- Pulsar Guidelines
- Intro to Apache Pulsar
Using Pulsar for Messaging and Streaming
Communication and data is critical to most modern systems. The world is built around the movement of data and being able to do things with that data. More and more components are being added. More and more internal and external systems are being integrated. And more and more data is moving between those components and systems.
As you keep adding systems, processes, and technologies, the task of trying to get them all to talk to each other becomes quite difficult and the teams responsible for making this all work are getting overwhelmed.
Many organizations have two common challenges that they struggle with: communicating between services and moving data within an organization.
As an organization grows in requirements, use cases, and the amount of data it's handling, communication can break down. For example, as more data flows through the system, a component may start to struggle with a spike in traffic or unplanned down time. Likewise, an increased number of components trying to communicate and interoperate with each other can also create challenges. It can become difficult to manage the data and difficult to evolve the system.
Message queuing helps you deal with these issues because it facilitates interactions between systems by exchanging messages asynchronously.
In addition to facilitating the day-to-day communication between services, moving data from one place in your organization to another is critical. On a small scale, moving data around via files might work well, but as the amount of data increases, the systems break down. Companies start to worry about security such as encryption, compliance, and so on.
Data streaming is a solution to this problem because it can efficiently move large amounts of data in and throughout a system.
Using Pulsar for Messaging
Messaging provides a way to decouple services by communicating messages asynchronously.
Messages are the most basic unit of Pulsar. You can think of them as analogous to letters in a postal service system.
When you mail a letter, it is carrying information from you (the sender) to the receiver. You enclose your letter into its envelope and fill out the address. Once the letter is deposited into a collection box, it is picked up by the postal carrier and taken to the local post office. Next, the letter is taken to a processing center and it is sorted according to shape, size, and zip code. Once the letter is processed, a postmark is applied and then the letter is sent to the appropriate post office station. Finally, the postal carrier delivers the letter to the recipient.
Like the "post office" model, an application has a packet of data (not unlike a letter) it wants to send, and that data is sent to the Pulsar "broker" (or the central post office) that handles those messages. From there, the data is delivered to a Pulsar consumer (or in our analogy, the recipient's house). The main differences are:
- messages are sent very fast, in milliseconds.
- the recipient can handle large amounts of messages.
With application messaging, you are handling individual messages (one message at a time), and there are two typical ways to deliver data:
- distributing work using a queue
- fanning out messages to multiple interested parties (message bus)

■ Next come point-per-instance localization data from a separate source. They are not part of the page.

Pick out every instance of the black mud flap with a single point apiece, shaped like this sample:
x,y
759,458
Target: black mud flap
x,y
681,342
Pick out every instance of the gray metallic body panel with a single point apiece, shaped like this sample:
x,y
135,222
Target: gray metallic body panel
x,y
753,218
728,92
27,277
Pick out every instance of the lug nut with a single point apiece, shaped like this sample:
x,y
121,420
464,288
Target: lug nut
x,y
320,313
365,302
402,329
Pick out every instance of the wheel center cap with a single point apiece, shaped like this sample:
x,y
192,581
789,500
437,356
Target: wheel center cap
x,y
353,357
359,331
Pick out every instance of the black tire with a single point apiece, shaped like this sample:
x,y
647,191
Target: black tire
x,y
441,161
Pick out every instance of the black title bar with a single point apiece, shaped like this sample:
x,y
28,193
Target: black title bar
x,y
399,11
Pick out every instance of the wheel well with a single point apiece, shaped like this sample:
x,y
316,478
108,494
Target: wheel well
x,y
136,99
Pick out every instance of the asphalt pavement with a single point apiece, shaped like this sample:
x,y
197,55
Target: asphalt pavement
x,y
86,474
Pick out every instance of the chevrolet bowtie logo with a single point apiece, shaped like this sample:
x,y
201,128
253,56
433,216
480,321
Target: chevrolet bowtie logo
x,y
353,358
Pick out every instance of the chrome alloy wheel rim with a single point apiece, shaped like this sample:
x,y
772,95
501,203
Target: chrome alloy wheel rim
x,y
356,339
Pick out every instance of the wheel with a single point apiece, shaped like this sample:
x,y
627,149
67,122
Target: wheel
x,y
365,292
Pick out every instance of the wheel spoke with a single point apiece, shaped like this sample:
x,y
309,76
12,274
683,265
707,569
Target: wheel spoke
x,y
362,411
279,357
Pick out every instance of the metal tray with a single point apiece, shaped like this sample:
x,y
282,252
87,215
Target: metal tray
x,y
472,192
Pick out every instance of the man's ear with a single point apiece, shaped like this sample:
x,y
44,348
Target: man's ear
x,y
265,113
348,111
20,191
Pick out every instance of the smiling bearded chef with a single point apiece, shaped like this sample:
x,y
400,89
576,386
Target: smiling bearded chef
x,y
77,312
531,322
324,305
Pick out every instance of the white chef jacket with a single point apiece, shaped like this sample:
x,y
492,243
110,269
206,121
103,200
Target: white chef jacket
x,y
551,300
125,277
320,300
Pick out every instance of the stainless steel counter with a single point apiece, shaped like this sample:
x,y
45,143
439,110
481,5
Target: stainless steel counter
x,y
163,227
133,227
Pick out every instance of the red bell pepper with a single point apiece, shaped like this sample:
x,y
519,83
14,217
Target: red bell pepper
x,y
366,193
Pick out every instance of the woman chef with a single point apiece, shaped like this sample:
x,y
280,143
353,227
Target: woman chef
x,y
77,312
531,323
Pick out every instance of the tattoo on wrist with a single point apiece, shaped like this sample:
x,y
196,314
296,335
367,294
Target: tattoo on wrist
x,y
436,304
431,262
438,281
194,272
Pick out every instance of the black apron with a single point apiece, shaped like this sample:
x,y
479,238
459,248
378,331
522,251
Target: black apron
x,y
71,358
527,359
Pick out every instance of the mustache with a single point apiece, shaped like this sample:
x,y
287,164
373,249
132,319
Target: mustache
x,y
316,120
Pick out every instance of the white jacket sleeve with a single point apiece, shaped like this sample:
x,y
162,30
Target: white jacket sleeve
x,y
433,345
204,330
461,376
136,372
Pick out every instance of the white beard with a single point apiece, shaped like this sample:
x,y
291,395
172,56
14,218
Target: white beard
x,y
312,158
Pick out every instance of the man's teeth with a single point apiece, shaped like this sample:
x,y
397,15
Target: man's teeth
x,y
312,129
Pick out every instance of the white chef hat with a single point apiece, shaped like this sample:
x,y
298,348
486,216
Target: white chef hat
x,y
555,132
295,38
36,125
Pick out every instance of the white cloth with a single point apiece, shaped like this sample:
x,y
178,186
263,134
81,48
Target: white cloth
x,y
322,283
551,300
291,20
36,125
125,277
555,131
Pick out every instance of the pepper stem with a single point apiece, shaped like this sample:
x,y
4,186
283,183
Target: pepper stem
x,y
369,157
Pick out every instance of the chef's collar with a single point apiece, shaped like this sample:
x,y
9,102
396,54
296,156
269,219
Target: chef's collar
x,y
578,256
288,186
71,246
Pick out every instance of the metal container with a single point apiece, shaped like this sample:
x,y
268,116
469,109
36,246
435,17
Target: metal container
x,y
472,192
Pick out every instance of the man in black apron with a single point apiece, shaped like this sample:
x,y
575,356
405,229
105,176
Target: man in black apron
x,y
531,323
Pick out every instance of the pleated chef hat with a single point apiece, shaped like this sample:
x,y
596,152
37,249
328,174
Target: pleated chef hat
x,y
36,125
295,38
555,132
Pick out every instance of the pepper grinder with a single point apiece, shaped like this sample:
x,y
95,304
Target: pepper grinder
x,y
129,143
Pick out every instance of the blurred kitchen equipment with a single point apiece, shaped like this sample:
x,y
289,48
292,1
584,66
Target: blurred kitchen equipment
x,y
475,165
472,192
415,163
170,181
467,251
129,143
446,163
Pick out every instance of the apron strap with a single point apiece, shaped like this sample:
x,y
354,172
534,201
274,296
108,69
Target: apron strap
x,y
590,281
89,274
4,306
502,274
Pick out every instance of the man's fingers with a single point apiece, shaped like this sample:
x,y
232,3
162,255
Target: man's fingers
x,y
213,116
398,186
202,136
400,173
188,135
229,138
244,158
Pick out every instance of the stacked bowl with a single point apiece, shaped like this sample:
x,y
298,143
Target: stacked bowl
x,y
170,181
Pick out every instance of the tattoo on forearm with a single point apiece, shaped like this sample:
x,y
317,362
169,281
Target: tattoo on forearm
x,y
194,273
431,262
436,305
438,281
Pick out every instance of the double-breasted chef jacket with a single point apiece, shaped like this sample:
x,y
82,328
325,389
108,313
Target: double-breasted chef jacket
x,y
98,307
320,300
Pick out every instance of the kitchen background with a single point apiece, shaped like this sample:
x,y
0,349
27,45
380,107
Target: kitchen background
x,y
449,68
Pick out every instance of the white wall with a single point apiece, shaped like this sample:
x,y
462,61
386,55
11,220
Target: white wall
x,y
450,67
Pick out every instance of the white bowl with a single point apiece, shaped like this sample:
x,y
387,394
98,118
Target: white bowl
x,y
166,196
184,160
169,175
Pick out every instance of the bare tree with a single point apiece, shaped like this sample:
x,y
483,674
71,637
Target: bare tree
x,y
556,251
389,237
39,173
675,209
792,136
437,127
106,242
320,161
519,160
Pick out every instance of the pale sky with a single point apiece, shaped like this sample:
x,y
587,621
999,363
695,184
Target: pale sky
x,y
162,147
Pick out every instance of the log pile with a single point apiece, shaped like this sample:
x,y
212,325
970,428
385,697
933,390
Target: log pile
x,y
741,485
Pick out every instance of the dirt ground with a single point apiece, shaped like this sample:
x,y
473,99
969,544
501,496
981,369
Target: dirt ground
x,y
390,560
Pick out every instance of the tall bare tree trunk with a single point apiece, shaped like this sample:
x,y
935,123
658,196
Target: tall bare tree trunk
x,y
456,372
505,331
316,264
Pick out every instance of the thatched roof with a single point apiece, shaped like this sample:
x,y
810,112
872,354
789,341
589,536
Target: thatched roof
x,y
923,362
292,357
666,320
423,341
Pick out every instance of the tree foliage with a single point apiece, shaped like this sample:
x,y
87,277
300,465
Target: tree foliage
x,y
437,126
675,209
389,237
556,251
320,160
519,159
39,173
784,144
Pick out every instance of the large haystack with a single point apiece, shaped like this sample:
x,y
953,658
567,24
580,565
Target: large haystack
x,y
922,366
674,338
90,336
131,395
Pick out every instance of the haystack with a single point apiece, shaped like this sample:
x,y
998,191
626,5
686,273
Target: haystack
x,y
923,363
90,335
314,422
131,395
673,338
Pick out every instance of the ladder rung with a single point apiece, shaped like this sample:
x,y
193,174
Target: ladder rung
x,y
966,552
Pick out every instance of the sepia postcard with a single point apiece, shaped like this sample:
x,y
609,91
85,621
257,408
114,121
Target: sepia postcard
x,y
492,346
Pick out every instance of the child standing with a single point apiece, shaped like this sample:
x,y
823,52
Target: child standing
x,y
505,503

Pulsar supports these classic use cases as well as advanced messaging patterns (such as scheduled delivery and failure handling). It was designed with messaging in mind, so Pulsar makes it easier to map your current design into the Pulsar model without extensive rework or the need to rearchitect your system around a streaming model.
Using Pulsar for Streaming
Streaming handles many messages (or joins different streams of messages) at a time. These systems deal with events that are interlinked together.
You can think of streaming as a "conveyer belt" where you are sending a sequence of data. Rather than sending individual items, a stream focuses on a range of items. When you look at the messages on the conveyer belt, you are looking at a range of messages in the order they arrived to the application.
Like with messaging, the Pulsar broker manages the messages for you and sends the stream of data to the applications. Unlike messaging, streaming applications control when the data is delivered. In a messaging system, applications do not have control over when a message arrives.
Streaming use cases include:
- Moving large amounts of data to another service (logs to real-time ETL)
- Running periodic jobs to move large amounts of data and aggregating the data to more traditional stores (logs to S3)
- Computing near real-time aggregate of a message stream (real-time analytics over page views)
Pulsar's Unified solution
Pulsar is multi-model and can provide messaging and streaming together in one system.
Historically, messaging and streaming required two different systems. This is not the case here. Pulsar allows the application to select how it wants to deliver messages. The way Pulsar does this is based on subscription types.
The key advantages of Pulsar's multi-model solution are operational simplicity and the improved experience for developers (because they can do more with one system). Most significantly, Pulsar becomes the hub for all of your organization's real-time data.